Quand on dit que l'âge ne fait rien à l'affaire… Alexia Dudognon du haut de ses 33 ans en est un excellent exemple. À la suite d'un Master 2 en droit pénal et sciences criminelles obtenu en 2012 à Nice, elle tente le concours de commissaire de police en 2013. Après un échec, elle le réussit l'année suivante et intègre l'ENSP, l'École nationale supérieure de la police. « À la fin du lycée, lorsqu'il a fallu se prononcer pour une orientation, ce choix m'est apparu comme une évidence : les investigations, la recherche des auteurs d'infractions… En fait, je voulais arrêter des voleurs ! Je ne me suis pas posé la question du fait que je sois une femme. Et ma famille m'a laissée libre de mes décisions », raconte-t-elle. En 2016, classée dans le 1er tiers de sa promotion (10 élèves femmes sur 48), elle retient Limoges (ses grands-parents habitant Aixe-sur-Vienne) pour sa première affectation en tant que chef de la sûreté départementale. L'équipe de la DDSP est alors composée d'une cinquantaine de personnes dont une majorité d'hommes qui « sont habitués à avoir des ''sorties d'école'' et mon prédécesseur était déjà une femme, détaille Alexia Dudognon. Malgré le caractère ''particulier'' du Limougeaud, j'ai été bien accueillie. Je n'ai jamais senti de différences de traitement. Quel que soit le genre, on est policier avant tout. L'essentiel, c'est la compétence, le travail fourni, l'investissement, la participation… Le partage du quotidien facilite les choses. Il ne faut pas être juste un chef au-dessus de la mêlée qui regarde les autres membres de l'équipe. C'est une très belle expérience et je n'en garde que de bons souvenirs ».
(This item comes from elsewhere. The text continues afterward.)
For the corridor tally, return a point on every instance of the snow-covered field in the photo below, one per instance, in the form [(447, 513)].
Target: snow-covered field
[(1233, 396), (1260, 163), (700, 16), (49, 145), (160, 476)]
En 2019, elle monte un étage pour s'asseoir dans le fauteuil de directrice adjointe de la police judiciaire de Limoges, car « je voulais travailler sur des dossiers plus techniques, plus complexes, plus sensibles ». Sur 85 agents dont 70 à Limoges, les enquêtrices actives se comptent sur les doigts d'une main : 5 pour la cité porcelainière ! « Ce peut être gênant lors d'interpellations ou de perquisitions dans lesquelles des femmes sont mises en cause », note la commissaire.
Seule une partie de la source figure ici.